14 Darling Drive, Sydney NSW 2000
So much more than the perfect picnic spot, Waterfront Park is dotted with several artistic installments, including Metamorphosis, a multi-element sculpture, the pieces of which, like the basic elements of the site, remain constant, only their orientation and one’s perception of them changes. There’s also three huge rusted steel balls, or “digesters”, salvaged from the site, which formerly housed the famed Colonial Sugar Refinery (CSR) factory operating from the 1870s to 1990s.
Bowman Street, Pyrmont NSW 2009
Keep your eyes peeled for building facade works when you’re in Darling Square, and you might spot the 10-storey high mural of Wiradjuri Elder and Australian legend, Jenny Munro, painted on the side of the Novotel. A fierce activist for the rights of Indigenous Australians for decades, she has been honored with this huge scale portrait.

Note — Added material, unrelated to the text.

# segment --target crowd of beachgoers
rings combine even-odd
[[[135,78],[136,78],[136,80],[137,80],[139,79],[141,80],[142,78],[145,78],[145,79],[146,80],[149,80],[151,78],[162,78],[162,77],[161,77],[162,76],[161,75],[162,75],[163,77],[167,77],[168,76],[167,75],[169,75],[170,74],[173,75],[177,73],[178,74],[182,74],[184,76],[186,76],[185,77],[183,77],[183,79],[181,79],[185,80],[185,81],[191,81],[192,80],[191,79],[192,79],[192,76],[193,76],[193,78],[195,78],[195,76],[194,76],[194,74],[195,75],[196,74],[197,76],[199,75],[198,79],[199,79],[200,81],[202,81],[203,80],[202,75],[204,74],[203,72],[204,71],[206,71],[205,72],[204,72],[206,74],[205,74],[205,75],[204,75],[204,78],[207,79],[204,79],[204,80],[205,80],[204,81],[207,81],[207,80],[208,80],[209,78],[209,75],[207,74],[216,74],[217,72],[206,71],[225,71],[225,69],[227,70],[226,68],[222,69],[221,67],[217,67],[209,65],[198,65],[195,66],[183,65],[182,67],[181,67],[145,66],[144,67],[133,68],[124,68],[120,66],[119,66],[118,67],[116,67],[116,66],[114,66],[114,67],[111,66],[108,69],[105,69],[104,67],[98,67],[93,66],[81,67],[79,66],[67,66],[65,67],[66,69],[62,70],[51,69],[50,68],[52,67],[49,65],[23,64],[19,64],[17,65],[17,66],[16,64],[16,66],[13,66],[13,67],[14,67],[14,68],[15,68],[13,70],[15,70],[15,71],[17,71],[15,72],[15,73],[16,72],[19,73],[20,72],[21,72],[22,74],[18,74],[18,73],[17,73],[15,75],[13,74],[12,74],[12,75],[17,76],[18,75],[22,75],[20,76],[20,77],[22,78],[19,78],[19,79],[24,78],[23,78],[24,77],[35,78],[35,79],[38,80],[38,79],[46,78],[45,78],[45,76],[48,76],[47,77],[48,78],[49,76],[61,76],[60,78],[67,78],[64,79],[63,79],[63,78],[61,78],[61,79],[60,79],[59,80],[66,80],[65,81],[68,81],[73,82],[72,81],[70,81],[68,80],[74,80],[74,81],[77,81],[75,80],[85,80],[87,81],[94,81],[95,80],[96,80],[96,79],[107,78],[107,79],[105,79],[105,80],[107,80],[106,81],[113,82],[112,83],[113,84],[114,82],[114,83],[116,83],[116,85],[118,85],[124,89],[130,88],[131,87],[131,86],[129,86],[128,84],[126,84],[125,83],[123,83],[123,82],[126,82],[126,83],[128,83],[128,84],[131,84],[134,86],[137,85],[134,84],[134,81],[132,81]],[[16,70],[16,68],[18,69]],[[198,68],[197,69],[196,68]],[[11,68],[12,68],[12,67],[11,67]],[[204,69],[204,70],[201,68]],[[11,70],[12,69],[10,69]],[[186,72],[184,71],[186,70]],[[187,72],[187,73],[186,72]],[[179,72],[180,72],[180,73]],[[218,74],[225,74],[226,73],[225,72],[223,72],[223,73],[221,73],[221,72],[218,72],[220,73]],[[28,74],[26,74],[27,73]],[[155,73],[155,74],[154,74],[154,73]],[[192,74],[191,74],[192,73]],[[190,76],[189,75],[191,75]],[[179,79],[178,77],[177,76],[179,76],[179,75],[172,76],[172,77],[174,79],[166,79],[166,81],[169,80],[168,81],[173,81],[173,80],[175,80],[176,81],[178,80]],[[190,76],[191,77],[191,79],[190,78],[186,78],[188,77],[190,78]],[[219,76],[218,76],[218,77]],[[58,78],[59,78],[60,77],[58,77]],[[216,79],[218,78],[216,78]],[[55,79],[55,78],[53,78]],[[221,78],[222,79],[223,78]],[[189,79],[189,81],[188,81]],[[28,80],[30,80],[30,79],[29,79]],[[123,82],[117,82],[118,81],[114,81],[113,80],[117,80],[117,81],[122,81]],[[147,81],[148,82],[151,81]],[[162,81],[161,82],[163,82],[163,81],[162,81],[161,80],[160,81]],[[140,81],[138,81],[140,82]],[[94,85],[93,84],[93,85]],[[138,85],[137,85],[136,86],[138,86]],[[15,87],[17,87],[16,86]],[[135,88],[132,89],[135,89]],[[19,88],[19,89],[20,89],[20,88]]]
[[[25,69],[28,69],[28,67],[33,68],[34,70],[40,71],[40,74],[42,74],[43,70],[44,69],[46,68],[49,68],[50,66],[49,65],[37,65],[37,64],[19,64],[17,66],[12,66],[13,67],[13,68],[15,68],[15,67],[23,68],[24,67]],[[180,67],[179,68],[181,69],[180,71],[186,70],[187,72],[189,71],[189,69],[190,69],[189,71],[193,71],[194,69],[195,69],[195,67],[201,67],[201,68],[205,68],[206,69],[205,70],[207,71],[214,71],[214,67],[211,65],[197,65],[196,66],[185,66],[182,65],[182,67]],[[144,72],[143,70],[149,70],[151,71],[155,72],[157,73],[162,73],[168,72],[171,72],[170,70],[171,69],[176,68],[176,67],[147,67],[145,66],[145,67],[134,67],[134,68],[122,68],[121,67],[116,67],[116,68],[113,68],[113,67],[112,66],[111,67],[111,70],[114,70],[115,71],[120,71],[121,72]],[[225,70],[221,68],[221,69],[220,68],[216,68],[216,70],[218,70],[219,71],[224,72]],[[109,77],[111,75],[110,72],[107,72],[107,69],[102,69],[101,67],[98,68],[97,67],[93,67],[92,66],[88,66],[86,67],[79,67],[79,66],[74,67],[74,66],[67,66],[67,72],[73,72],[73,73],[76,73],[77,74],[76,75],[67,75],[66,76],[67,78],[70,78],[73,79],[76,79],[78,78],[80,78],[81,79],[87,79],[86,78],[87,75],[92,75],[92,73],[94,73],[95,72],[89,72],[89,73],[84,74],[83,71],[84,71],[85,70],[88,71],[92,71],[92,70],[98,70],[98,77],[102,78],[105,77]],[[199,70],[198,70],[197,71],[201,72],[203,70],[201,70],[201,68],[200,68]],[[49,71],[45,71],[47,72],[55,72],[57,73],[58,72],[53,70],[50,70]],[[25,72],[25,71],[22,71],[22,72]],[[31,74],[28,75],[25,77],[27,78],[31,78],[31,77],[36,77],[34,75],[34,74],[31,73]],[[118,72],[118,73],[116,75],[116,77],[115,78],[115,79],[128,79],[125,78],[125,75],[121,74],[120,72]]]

100 Murray Street, Pyrmont NSW 2009
Sitting high above Little Hay Street is City Lights, a neon-fuelled art installation by West Australian artist, Brendan van Hek. Composed from old neon signs and fused together to create a new, bright and energetic light sculpture. His artwork is a reflection of the landscape that makes up Darling Square, representing the busy hive of movement, energy and the already light soaked area of Chinatown.
Little Hay Street, Haymarket NSW 2000
You can appreciate this piece of street art no matter the season, Memory Tree is an intricate, kinetic-lit, eight metre-high ‘tree’ in the NewLife Darling Harbour precinct. Created by international artist Xia Hang, the artwork was designed to reflect the site’s history, present and future and is made up of an impressive 2000 pieces of stainless steel.